Stop looking at his bum, Lara.
She’d had quite enough of men’s bums for a while. James had a slim bum that looked good in suit trousers. James had a slim
white bum that she had last seen whilst he was lying on top of Tianne Lee.
That thought of James blindsided her and brought with it a sharp pain that struck her between the ribs. She wasn’t looking forward to next week when she would have to see him again to
retrieve her things from Manor Gardens. There would be a heap of anger and pain waiting to drop on her head when she was within his airspace, she knew.
May nudged her.
‘Shall we go to Jenny’s? I’m a bit peckish. You up for that too, Clare?’
‘I’m always up for food,’ Clare answered, adding to herself,
unless it’s fatty beef sandwiches in a plastic package washed down with Nitromors wine.
‘Good idea,’ said Lara, just hoping they didn’t bump into Daisy Unwin. Seeing one village prat was enough for today.
Before going over to the main house, Joan wiped off her makeup, scraped back her hair, stripped off her jewellery and reacquired her ‘poorly’ look. Then she wrapped
herself in a shawl as if chilled to the bone and went off to enquire how Lord Carlton was faring.

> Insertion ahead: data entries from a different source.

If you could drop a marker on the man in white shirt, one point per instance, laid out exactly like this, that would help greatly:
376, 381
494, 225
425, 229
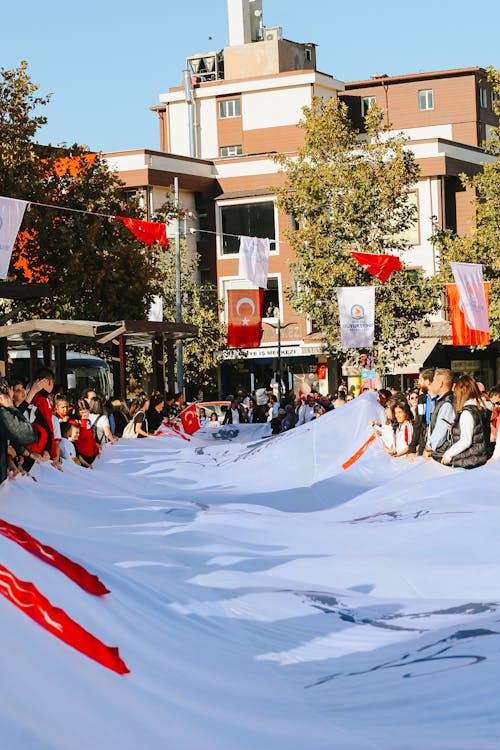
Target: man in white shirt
306, 411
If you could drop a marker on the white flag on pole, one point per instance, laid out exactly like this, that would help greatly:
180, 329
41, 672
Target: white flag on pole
469, 280
11, 216
357, 315
254, 260
156, 309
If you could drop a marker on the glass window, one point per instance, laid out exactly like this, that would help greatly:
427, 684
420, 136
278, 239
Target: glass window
247, 219
271, 299
366, 103
426, 99
230, 108
230, 151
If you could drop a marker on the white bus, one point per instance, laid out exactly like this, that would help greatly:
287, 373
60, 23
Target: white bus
82, 371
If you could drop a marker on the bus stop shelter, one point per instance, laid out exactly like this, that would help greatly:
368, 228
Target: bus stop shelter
53, 336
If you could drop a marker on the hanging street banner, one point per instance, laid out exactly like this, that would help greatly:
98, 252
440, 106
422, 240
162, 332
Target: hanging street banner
357, 316
11, 216
469, 280
254, 260
462, 334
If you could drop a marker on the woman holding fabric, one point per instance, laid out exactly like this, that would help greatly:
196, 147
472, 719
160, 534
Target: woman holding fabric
470, 432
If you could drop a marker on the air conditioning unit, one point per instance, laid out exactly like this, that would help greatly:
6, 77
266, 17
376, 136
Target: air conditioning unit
273, 34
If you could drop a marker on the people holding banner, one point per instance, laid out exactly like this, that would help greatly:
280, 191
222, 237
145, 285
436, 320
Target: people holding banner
470, 430
442, 416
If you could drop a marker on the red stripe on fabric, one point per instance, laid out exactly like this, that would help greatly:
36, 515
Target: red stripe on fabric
26, 597
350, 461
71, 569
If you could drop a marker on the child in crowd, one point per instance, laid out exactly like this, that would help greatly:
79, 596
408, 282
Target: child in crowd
70, 433
404, 429
86, 446
385, 431
214, 422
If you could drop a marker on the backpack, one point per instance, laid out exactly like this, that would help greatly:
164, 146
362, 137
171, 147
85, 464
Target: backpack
98, 432
129, 431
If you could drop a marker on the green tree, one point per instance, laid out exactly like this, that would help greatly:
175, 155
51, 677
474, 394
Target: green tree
350, 193
482, 243
94, 267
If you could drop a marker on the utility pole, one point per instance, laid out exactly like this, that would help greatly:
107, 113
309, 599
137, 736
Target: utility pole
278, 328
178, 297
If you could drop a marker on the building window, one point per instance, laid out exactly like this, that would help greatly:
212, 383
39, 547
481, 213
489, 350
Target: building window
272, 299
426, 99
230, 108
366, 103
247, 219
230, 151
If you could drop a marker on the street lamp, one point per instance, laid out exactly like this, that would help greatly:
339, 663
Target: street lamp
278, 328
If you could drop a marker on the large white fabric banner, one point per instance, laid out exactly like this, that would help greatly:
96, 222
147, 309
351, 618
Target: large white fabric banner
254, 260
11, 216
469, 280
357, 315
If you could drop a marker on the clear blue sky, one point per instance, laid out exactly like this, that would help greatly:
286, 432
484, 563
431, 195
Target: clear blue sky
107, 62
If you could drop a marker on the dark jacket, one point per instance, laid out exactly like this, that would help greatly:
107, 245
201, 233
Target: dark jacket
419, 427
14, 429
477, 453
228, 417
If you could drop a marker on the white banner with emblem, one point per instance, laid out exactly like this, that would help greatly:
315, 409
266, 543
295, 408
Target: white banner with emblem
357, 316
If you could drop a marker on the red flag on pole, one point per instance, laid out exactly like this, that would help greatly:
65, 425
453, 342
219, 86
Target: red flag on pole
377, 265
146, 231
73, 570
29, 600
462, 334
245, 308
189, 419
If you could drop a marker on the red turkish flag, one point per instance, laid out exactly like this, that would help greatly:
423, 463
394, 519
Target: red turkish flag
377, 265
245, 308
29, 600
73, 570
462, 334
189, 419
146, 231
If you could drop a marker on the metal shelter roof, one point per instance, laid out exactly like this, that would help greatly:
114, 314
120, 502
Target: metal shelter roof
55, 331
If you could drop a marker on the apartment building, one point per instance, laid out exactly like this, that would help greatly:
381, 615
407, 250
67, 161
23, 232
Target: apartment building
218, 131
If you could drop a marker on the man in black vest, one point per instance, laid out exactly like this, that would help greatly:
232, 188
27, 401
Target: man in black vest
443, 415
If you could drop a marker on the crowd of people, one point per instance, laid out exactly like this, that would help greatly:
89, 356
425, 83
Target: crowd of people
285, 412
453, 422
40, 423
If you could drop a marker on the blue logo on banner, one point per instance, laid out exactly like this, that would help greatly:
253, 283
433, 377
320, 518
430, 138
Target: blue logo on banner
357, 312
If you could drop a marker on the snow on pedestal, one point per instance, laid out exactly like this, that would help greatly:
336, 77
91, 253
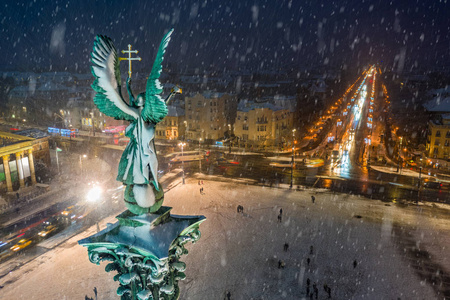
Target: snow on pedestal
145, 251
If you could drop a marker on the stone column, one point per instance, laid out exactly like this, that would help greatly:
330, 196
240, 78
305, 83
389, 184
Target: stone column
19, 156
31, 163
7, 173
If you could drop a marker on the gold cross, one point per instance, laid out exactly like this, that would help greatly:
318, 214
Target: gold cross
129, 51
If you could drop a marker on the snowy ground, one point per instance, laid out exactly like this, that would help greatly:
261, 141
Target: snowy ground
240, 252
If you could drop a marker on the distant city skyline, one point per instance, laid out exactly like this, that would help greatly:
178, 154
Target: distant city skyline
212, 35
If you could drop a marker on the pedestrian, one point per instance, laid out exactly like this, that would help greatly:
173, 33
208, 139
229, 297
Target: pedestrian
228, 295
308, 282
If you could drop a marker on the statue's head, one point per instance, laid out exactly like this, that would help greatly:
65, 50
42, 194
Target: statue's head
140, 100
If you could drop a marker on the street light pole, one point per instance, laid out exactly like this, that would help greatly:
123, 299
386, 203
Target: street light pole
199, 155
292, 163
182, 159
399, 157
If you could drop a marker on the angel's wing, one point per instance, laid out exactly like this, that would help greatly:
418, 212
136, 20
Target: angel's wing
155, 109
105, 68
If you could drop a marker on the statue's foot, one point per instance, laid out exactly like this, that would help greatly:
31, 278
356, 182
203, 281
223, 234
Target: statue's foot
143, 198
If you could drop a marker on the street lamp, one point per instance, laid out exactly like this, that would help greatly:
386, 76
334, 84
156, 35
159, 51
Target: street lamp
399, 157
229, 137
182, 160
292, 164
199, 155
81, 163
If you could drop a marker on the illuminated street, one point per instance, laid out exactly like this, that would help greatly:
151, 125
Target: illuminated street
382, 239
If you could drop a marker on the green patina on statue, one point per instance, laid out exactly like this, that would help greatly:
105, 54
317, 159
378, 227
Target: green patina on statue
145, 245
138, 167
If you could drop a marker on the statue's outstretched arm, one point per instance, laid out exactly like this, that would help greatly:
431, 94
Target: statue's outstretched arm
130, 93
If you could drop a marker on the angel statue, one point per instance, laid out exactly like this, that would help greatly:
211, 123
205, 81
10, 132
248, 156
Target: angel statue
138, 167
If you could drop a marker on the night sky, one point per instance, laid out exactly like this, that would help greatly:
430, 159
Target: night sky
403, 35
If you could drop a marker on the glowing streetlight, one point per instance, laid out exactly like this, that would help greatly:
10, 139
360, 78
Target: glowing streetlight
292, 164
81, 163
182, 159
199, 155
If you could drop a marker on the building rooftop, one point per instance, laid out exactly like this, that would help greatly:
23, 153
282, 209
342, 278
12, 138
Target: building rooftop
32, 133
438, 104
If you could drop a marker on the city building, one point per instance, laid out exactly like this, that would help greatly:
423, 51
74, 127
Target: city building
19, 153
172, 126
209, 115
438, 140
263, 124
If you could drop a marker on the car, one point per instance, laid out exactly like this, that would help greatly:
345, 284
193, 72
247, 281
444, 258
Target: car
68, 211
49, 229
22, 244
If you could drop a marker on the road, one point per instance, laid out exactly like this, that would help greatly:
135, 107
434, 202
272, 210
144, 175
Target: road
356, 114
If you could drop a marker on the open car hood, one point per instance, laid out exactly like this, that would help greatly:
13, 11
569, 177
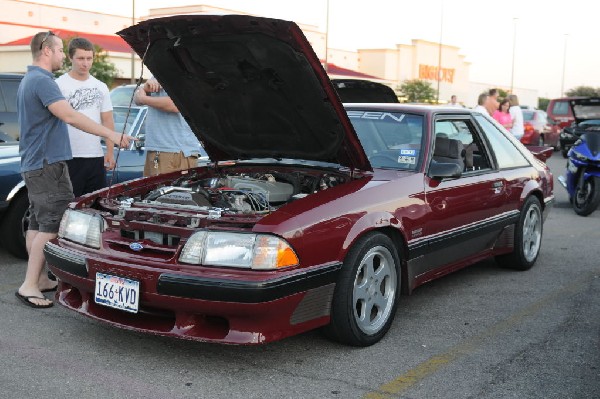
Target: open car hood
249, 87
585, 109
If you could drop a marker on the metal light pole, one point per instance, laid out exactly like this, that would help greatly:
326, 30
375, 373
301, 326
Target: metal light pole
562, 85
326, 66
512, 73
132, 52
440, 50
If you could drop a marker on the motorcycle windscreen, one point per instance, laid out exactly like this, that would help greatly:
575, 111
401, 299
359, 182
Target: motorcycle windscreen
592, 140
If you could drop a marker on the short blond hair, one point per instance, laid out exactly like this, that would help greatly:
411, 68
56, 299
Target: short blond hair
513, 99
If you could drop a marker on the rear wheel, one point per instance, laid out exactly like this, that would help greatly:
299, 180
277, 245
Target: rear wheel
366, 295
528, 237
587, 196
14, 226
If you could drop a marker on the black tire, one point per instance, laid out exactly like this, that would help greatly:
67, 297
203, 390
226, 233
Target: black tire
366, 295
587, 198
528, 237
13, 229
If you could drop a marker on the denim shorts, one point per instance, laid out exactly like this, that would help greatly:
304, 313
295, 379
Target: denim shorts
50, 191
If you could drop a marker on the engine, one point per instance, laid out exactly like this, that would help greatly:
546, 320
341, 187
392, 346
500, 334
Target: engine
241, 193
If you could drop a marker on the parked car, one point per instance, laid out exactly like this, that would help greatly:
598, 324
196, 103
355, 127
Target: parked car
309, 215
537, 129
363, 91
560, 116
13, 193
9, 83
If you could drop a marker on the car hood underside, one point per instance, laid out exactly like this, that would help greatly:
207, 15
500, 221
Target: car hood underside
249, 87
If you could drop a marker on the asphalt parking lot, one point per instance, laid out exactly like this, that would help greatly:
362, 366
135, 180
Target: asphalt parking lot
484, 332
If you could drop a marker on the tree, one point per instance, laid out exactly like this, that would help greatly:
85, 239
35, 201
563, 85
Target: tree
102, 69
583, 91
417, 91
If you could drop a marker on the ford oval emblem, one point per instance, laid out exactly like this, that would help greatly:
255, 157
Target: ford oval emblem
136, 246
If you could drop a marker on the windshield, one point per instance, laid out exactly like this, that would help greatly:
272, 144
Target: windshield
391, 140
527, 115
586, 111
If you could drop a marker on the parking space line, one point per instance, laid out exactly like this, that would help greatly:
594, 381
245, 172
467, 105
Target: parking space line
423, 370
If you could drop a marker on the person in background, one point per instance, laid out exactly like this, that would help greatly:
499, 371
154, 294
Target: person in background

Gladys was in the kitchen, her apron off and jacket on, when Joan entered, as meekly as she could.
‘Hello,’ she said. ‘Sorry, I didn’t mean to startle you, Gladys.’
Gladys noted how pale and plain Joan looked today. It brought her kind instincts to the fore and completely disarmed her.
‘Sit down, Joan, before you fall. Are you still not feeling well?’
‘I don’t think I’ve ever felt this ill,’ said Joan. ‘I came to see how Lord Carlton was before I go back to bed. I couldn’t settle. It’s all my
fault.’
‘I’m just taking him some tea and soup. I’ve managed to get him into his bed. I must admit, Joan, I thought he was hungover, but seeing as you are in the same
boat—’
‘I would put my life on it being those prawns,’ Joan interrupted eagerly, then held her head as if the effort to talk was a little too much.
‘Can I get you a sandwich?’ asked Gladys.
‘That’s very kind, Gladys, but I don’t want to trouble you. I was going to go shopping today but . . .’ Joan cut off her sentence and rubbed her stomach.
‘Look, if you’ve got nothing in your cupboards, there’s plenty of food here to tide you over,’ said Gladys, who always prided herself on keeping the kitchen well stocked.
Edwin Carlton liked his food. ‘Please help yourself whilst I take this upstairs before it gets cold.’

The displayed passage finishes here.